For now, it appears, the only minor leaguers who will be on the field for organized work are those included in the pool.

So what happens to prospects who the Red Sox want to develop but are not ready for the majors? It’s likely Boston will place a few among its reserves, with no intention of calling them up. At the top of that list are first baseman Triston Casas and pitcher Jay Groome – two first-round draft picks out of high school who have never played higher than Class A.

Groome, 21, needs to pitch. The 2016 draft pick has been slowed by injuries, including Tommy John surgery, and has logged only 66 professional innings. He’ll likely have to be placed on the 40-man roster this fall because he will be eligible for the Rule 5 Draft.

Casas, 20, hit 20 home runs last year, his first full professional season. He has potential, and the Red Sox can’t let it waste away for a year. Working out with older reserves (intra-squad games?) seems to be the best option.

In a normal season, Groome and Casas may have reached Portland sometime this year. If all goes well for Groome, he could start next season at Hadlock, while Casas could be here at any time in 2021.

Other players who were expected to play at Hadlock this year will be on the reserve list. That includes outfielder Marcus Wilson. Although he has a .225 average in 74 Double-A games, he is on the Red Sox 40-man roster and automatically in the pool.

Although Jarren Duran hasn’t played above Double-A, the speedy outfielder is expected to be part of Boston’s 60-play pool for the upcoming season. Shawn Patrick Ouellette/Staff Photographer

Outfielder Jarren Duran has vaulted up the prospect list. He’s played only 82 Double-A games (.250 average) and likely would have returned to Portland for more seasoning. Now he will be on the reserve team with a chance of being called up.

Top pitching prospect Bryan Mata figured to be in Portland for at least half a season. Depending on his development, he may not see Hadlock again.

Infielder Jeter Downs and catcher Connor Wong, two players obtained in the Mookie Betts deal, would have been Sea Dogs this year. Now they should be Red Sox reserves, and may be in Triple-A next year.

WHILE WE speculate about what will happen, Iacuessa and colleagues are looking at ways to use Hadlock Field. Besides expanding takeout food service another week, the franchise is still hoping to hold a “dine-in” experience at the ballpark. More details (maybe) to come.

The sold-out “golf” event from July 9-12 may get additional dates. The Sea Dogs staff continues to look at other events.

How about a baseball game? If the pros can’t come, invite local college and high school standouts (an all-star game?) before they go back to school. The food and golf events are fun … but … please … baseball.

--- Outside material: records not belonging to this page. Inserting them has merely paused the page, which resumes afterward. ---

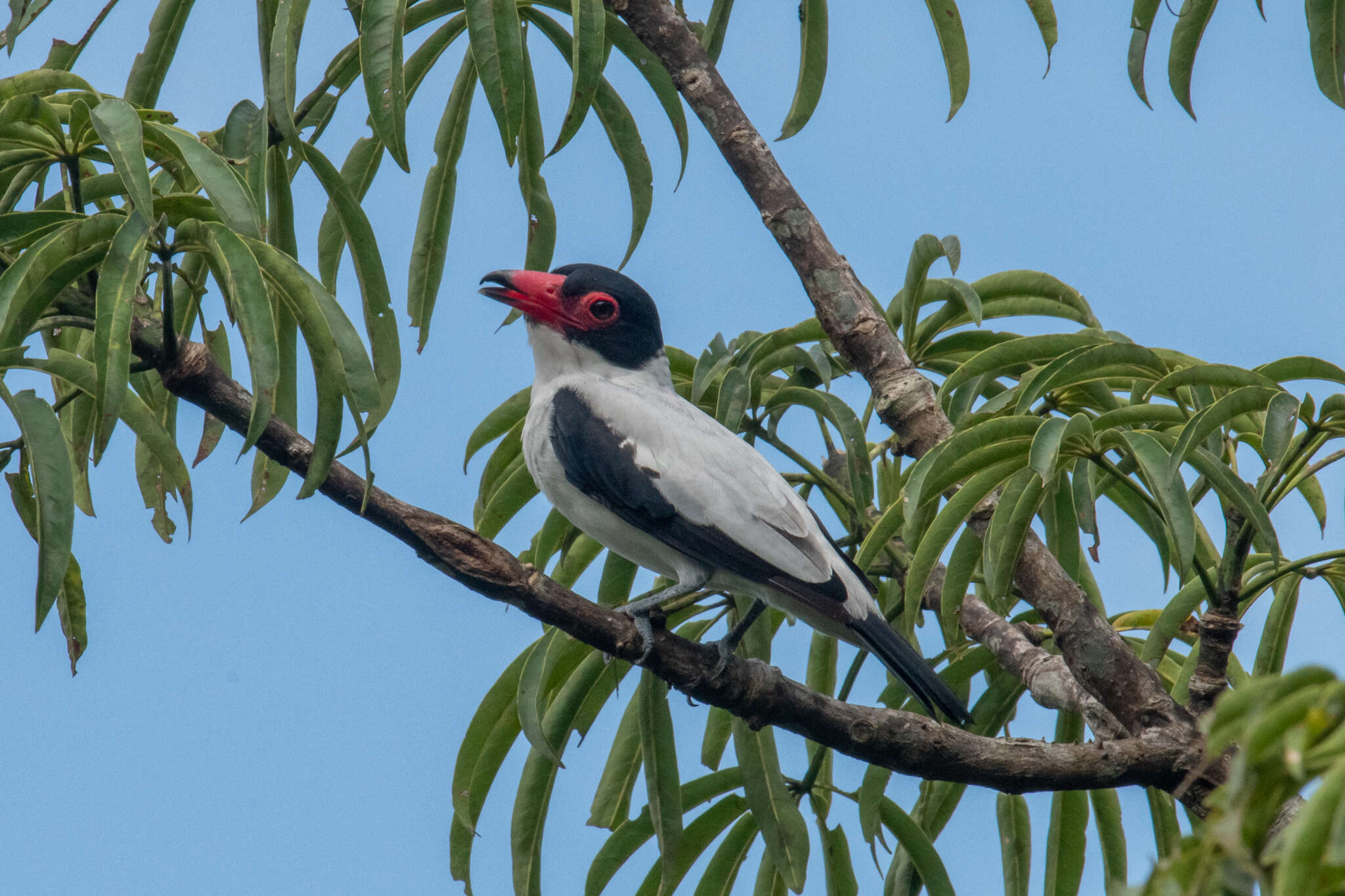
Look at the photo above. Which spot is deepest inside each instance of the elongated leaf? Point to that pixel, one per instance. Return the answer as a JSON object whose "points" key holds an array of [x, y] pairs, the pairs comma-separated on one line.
{"points": [[953, 43], [839, 414], [588, 54], [1007, 530], [380, 322], [118, 284], [238, 274], [950, 519], [1302, 367], [657, 77], [1279, 622], [1015, 842], [436, 211], [813, 66], [223, 187], [1169, 492], [612, 798], [381, 26], [722, 871], [119, 128], [1142, 22], [1106, 806], [635, 833], [1181, 58], [1327, 45], [151, 65], [1306, 837], [782, 824], [531, 692], [493, 27], [1238, 494], [29, 285], [917, 845], [661, 774], [1046, 15], [53, 492]]}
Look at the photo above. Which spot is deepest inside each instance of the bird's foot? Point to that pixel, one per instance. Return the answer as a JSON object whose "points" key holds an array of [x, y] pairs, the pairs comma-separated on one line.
{"points": [[640, 617]]}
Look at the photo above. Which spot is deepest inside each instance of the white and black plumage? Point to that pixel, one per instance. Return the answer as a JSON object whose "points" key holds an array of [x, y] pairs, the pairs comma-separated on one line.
{"points": [[661, 482]]}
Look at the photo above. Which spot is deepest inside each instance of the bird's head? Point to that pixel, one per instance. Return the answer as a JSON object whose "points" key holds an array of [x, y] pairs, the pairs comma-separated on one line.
{"points": [[586, 304]]}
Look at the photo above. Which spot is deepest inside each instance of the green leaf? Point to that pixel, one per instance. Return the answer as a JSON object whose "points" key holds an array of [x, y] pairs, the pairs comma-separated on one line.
{"points": [[493, 27], [926, 250], [1281, 417], [118, 284], [1111, 836], [223, 187], [29, 285], [852, 431], [657, 77], [238, 274], [1015, 842], [1142, 22], [244, 141], [436, 211], [1279, 622], [380, 322], [531, 186], [280, 56], [661, 773], [137, 416], [1181, 58], [151, 65], [635, 833], [531, 689], [612, 798], [630, 151], [1327, 45], [119, 128], [1012, 355], [1046, 15], [782, 824], [1301, 865], [948, 521], [1302, 367], [51, 490], [722, 871], [72, 609], [813, 66], [718, 726], [381, 26], [1162, 811], [953, 45], [1007, 531], [588, 54], [1218, 416], [1170, 494], [917, 845]]}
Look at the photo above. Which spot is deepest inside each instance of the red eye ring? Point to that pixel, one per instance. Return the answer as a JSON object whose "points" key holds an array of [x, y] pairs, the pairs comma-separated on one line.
{"points": [[602, 308]]}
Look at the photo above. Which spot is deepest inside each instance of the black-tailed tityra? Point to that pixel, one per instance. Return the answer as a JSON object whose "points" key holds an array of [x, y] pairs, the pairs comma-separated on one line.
{"points": [[654, 479]]}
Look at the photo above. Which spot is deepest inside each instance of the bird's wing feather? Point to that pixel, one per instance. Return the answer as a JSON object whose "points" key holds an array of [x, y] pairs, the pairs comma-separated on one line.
{"points": [[676, 473]]}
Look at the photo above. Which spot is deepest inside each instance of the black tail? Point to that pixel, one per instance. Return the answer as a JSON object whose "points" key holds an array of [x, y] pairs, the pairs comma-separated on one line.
{"points": [[908, 666]]}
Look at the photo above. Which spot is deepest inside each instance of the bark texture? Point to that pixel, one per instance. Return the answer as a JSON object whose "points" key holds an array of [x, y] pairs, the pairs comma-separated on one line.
{"points": [[904, 399]]}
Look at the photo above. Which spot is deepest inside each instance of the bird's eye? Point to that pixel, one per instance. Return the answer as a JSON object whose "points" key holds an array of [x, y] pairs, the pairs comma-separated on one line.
{"points": [[602, 308]]}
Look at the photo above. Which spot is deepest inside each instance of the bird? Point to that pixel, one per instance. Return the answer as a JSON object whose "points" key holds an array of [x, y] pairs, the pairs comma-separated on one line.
{"points": [[665, 485]]}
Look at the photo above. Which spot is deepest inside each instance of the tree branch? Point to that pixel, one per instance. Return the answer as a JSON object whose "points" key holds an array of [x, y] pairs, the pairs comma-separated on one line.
{"points": [[903, 742], [1097, 656]]}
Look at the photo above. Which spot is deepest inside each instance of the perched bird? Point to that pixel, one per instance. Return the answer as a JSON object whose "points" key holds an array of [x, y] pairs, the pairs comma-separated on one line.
{"points": [[665, 485]]}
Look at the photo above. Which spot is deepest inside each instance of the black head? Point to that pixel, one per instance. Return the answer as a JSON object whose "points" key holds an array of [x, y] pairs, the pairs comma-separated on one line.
{"points": [[588, 304]]}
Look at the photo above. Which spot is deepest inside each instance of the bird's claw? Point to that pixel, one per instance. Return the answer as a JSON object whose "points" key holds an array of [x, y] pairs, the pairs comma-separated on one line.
{"points": [[645, 628]]}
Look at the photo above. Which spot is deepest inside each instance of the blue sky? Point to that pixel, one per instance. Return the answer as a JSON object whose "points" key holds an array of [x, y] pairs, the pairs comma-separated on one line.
{"points": [[276, 706]]}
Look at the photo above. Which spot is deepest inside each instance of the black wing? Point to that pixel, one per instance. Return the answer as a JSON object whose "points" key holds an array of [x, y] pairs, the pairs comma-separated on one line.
{"points": [[602, 464]]}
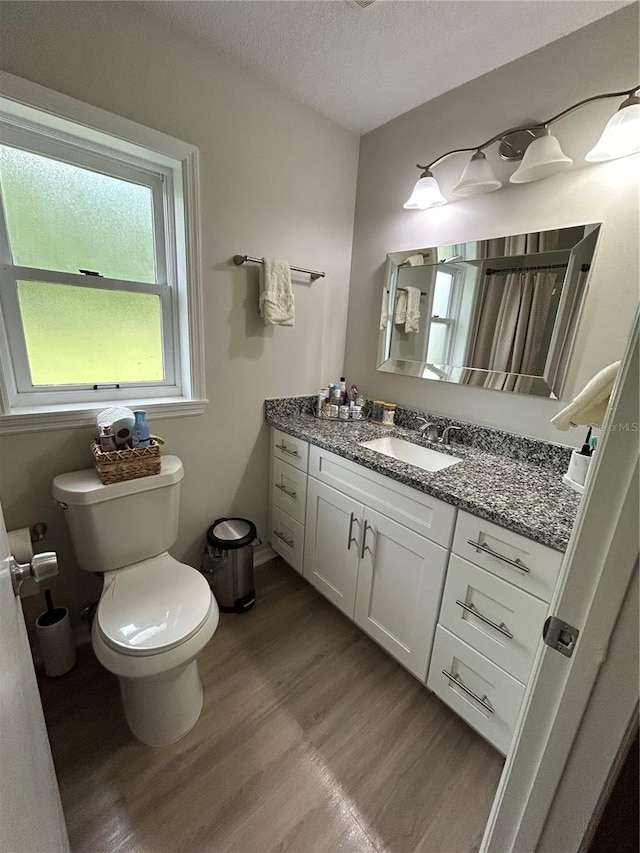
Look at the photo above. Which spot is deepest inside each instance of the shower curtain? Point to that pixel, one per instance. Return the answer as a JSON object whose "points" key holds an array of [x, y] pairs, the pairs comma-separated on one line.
{"points": [[512, 323]]}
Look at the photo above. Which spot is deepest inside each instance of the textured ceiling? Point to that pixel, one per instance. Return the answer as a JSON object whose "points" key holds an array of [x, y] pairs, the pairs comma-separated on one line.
{"points": [[363, 67]]}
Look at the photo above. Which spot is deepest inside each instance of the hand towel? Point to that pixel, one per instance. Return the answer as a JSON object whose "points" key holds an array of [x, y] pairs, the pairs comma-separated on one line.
{"points": [[590, 406], [277, 307], [412, 321], [400, 314]]}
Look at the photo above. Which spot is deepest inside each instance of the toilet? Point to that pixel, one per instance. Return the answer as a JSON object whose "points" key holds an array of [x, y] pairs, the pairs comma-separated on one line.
{"points": [[155, 615]]}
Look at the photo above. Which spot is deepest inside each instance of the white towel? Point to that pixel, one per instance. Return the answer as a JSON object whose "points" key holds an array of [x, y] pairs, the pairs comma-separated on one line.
{"points": [[277, 307], [590, 406], [412, 321], [400, 314]]}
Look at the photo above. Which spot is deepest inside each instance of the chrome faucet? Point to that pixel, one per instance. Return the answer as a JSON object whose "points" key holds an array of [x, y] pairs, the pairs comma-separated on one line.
{"points": [[430, 429], [446, 434]]}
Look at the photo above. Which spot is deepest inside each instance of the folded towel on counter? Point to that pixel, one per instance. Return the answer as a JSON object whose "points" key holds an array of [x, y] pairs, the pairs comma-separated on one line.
{"points": [[590, 406], [277, 306], [412, 320], [400, 314]]}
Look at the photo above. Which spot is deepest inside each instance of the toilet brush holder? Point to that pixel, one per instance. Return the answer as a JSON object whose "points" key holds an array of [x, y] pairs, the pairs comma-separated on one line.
{"points": [[56, 643]]}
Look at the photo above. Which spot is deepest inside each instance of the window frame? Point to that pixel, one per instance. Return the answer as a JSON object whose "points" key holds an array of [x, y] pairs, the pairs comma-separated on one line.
{"points": [[52, 124]]}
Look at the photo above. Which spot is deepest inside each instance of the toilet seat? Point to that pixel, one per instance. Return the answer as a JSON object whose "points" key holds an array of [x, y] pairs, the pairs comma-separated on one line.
{"points": [[153, 606]]}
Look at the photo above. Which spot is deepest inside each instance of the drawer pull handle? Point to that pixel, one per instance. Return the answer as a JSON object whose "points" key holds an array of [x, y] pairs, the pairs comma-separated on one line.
{"points": [[286, 491], [515, 563], [350, 539], [365, 547], [283, 447], [471, 609], [286, 541], [458, 683]]}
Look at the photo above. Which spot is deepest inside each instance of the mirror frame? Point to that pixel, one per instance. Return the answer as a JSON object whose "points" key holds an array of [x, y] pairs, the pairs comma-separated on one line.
{"points": [[574, 289]]}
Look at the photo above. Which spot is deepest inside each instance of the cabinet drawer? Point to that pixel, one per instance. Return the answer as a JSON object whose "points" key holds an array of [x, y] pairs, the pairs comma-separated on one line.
{"points": [[287, 537], [289, 449], [289, 490], [490, 700], [521, 561], [492, 600], [416, 510]]}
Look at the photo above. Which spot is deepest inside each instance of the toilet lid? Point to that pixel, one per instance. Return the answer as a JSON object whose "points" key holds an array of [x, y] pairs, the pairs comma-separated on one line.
{"points": [[153, 606]]}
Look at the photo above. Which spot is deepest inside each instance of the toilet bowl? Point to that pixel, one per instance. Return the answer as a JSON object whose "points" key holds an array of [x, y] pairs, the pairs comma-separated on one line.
{"points": [[155, 614]]}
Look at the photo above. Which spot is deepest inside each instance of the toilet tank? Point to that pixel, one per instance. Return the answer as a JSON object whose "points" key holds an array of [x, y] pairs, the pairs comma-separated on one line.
{"points": [[114, 526]]}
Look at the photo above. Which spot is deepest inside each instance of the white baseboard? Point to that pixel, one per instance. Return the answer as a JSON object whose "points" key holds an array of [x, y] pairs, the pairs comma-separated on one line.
{"points": [[263, 553]]}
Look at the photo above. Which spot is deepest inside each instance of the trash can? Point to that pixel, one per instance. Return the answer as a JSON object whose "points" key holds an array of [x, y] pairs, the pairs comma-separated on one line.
{"points": [[228, 563]]}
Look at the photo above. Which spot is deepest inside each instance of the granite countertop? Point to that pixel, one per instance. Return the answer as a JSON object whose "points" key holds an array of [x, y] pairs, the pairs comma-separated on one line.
{"points": [[527, 498]]}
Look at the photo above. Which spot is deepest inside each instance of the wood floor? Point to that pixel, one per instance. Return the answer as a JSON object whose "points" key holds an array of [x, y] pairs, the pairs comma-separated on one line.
{"points": [[312, 740]]}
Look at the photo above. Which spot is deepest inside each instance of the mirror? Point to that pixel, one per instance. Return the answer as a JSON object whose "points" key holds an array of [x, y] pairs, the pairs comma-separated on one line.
{"points": [[499, 314]]}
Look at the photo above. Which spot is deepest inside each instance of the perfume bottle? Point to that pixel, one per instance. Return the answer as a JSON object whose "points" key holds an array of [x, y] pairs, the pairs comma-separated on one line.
{"points": [[140, 431]]}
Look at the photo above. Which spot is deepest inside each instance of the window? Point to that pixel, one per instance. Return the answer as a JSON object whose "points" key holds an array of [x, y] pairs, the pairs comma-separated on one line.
{"points": [[99, 270]]}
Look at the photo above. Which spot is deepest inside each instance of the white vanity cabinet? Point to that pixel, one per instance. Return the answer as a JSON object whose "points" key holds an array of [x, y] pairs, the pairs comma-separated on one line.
{"points": [[378, 567], [289, 460], [495, 602]]}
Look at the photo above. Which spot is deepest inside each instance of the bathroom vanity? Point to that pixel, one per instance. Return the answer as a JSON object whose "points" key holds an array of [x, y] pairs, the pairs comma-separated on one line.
{"points": [[451, 572]]}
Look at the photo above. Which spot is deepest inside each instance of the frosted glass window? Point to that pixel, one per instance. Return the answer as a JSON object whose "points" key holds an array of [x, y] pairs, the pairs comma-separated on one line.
{"points": [[67, 218], [442, 294], [438, 343], [79, 335]]}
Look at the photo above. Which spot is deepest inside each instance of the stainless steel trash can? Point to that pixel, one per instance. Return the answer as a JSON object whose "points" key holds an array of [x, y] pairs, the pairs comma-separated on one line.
{"points": [[228, 563]]}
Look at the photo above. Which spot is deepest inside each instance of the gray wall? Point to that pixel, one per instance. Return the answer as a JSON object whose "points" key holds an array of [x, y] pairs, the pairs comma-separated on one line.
{"points": [[600, 58], [276, 179]]}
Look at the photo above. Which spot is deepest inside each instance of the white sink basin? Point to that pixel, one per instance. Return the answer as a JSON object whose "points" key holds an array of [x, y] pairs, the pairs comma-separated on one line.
{"points": [[413, 454]]}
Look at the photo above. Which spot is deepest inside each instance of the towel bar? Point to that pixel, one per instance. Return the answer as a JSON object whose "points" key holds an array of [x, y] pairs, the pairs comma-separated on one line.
{"points": [[241, 259]]}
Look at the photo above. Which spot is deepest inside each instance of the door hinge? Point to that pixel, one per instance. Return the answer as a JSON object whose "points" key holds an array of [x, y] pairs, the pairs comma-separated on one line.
{"points": [[559, 635]]}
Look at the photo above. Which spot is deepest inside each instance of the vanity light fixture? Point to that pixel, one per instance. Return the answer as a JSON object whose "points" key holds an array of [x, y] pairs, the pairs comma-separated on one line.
{"points": [[543, 158], [538, 149], [426, 193]]}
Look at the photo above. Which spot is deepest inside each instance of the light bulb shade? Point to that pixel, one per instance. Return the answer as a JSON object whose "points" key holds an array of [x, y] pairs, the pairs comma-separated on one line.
{"points": [[426, 193], [543, 158], [477, 178], [620, 137]]}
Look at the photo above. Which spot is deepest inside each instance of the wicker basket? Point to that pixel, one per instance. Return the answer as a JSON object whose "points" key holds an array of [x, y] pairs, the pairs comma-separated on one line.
{"points": [[114, 466]]}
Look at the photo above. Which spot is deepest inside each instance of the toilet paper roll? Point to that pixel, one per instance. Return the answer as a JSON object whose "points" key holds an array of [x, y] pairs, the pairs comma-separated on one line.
{"points": [[20, 545]]}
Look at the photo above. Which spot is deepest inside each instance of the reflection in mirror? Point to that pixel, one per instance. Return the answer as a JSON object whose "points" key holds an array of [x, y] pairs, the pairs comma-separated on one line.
{"points": [[499, 314]]}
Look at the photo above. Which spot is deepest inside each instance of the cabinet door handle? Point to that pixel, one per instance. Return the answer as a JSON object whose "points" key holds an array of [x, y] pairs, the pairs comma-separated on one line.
{"points": [[283, 447], [286, 541], [365, 547], [350, 539], [286, 490], [471, 609], [482, 700], [515, 563]]}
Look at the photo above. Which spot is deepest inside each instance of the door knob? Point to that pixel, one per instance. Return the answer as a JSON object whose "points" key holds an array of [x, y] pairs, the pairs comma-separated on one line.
{"points": [[41, 567]]}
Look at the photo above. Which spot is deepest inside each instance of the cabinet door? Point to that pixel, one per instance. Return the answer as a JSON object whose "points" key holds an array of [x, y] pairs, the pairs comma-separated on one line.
{"points": [[400, 582], [333, 534]]}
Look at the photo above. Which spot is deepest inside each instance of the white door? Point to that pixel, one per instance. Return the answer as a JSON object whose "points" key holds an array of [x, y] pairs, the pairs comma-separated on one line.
{"points": [[400, 582], [600, 563], [31, 816], [333, 539]]}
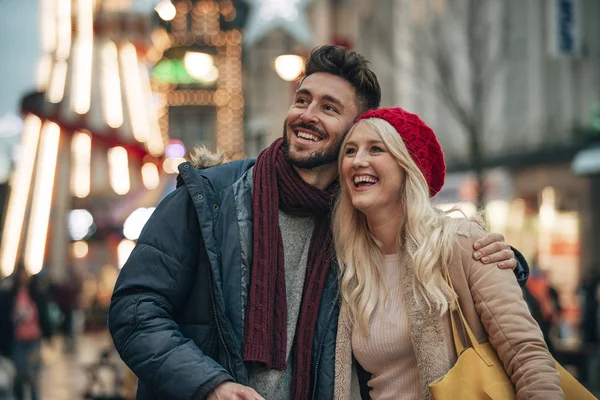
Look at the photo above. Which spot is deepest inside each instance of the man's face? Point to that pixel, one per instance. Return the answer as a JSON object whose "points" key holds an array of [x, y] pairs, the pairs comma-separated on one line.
{"points": [[323, 110]]}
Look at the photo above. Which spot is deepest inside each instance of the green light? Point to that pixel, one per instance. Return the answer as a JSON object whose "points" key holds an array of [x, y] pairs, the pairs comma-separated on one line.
{"points": [[174, 72]]}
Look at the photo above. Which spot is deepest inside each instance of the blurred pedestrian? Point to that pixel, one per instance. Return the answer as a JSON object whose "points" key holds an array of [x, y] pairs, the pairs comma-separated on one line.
{"points": [[406, 268], [67, 298], [24, 323], [231, 289], [590, 321]]}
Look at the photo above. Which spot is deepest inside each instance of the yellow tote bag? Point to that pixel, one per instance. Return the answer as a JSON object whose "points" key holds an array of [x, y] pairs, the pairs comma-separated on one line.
{"points": [[479, 373]]}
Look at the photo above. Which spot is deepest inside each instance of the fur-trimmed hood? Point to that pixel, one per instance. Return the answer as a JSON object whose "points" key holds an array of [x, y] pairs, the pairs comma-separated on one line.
{"points": [[203, 158]]}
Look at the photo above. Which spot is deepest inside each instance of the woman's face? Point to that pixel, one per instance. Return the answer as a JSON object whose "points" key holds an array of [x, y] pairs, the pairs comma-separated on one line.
{"points": [[371, 175]]}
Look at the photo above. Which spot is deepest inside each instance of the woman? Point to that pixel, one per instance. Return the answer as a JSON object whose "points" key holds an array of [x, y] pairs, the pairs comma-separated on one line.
{"points": [[393, 247], [24, 322]]}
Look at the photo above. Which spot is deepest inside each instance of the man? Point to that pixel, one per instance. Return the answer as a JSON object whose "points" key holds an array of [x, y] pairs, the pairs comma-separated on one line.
{"points": [[232, 289]]}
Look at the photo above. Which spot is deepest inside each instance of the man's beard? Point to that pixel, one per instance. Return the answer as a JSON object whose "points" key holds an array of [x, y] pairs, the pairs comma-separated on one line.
{"points": [[327, 156]]}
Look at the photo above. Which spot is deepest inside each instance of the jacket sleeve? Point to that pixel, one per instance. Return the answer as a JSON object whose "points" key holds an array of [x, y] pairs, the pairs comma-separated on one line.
{"points": [[512, 330], [152, 287]]}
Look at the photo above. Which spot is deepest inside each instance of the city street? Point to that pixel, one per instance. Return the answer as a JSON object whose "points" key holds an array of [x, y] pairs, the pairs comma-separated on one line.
{"points": [[64, 376]]}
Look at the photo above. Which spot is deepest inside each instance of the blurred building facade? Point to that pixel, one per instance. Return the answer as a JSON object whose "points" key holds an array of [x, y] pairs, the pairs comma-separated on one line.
{"points": [[537, 64], [537, 107]]}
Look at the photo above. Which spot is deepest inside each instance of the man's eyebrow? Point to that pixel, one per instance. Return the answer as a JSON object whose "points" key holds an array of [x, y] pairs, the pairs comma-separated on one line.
{"points": [[333, 100], [303, 91], [369, 142], [327, 97]]}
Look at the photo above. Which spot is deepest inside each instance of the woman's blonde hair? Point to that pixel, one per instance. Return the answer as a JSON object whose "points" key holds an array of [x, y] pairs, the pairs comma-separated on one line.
{"points": [[426, 237]]}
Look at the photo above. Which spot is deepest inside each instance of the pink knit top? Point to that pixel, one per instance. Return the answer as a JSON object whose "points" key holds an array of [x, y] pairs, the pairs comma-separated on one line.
{"points": [[388, 353]]}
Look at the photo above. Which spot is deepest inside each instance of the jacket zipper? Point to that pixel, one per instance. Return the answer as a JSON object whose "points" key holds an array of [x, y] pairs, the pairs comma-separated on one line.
{"points": [[321, 350], [229, 367]]}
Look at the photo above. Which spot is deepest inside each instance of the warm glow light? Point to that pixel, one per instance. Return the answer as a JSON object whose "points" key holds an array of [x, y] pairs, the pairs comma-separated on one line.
{"points": [[170, 165], [43, 72], [81, 152], [118, 166], [548, 207], [64, 29], [124, 250], [289, 66], [134, 95], [48, 25], [42, 198], [83, 57], [156, 144], [199, 65], [19, 194], [56, 90], [166, 10], [80, 224], [111, 85], [79, 249], [150, 176]]}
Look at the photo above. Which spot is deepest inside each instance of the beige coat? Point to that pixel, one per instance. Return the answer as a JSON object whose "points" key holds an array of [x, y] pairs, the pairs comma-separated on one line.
{"points": [[493, 305]]}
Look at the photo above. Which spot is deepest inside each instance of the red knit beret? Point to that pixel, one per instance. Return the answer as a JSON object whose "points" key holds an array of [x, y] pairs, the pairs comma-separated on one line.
{"points": [[420, 141]]}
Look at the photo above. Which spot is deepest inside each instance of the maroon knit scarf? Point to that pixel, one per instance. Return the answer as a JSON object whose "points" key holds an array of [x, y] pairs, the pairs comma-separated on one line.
{"points": [[276, 185]]}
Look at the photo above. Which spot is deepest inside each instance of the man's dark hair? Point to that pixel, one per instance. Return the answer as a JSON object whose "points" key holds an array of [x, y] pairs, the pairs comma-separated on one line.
{"points": [[351, 66]]}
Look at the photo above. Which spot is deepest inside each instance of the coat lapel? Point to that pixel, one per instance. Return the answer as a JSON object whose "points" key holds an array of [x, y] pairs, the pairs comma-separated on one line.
{"points": [[429, 333]]}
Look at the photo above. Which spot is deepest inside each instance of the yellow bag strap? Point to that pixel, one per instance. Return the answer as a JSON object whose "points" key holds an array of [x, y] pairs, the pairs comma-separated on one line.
{"points": [[458, 343]]}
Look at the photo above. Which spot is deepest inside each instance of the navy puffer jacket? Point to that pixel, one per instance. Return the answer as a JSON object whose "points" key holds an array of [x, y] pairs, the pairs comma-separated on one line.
{"points": [[177, 313]]}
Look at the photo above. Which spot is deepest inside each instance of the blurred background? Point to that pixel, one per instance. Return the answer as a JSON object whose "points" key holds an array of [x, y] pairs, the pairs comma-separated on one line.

MEANWHILE, OTHER towns may not see pro baseball again. MLB still appears determined to reduce the number of minor league teams at the short-season level. Some advanced level towns with poor facilities or poor attendance (or both) will also be cut. Binghamton, which has been a Mets affiliate in the Eastern League since 1992, is on the chopping block. The Double-A affiliation could move to Brooklyn, where the Mets have a successful short-season team, the Cyclones.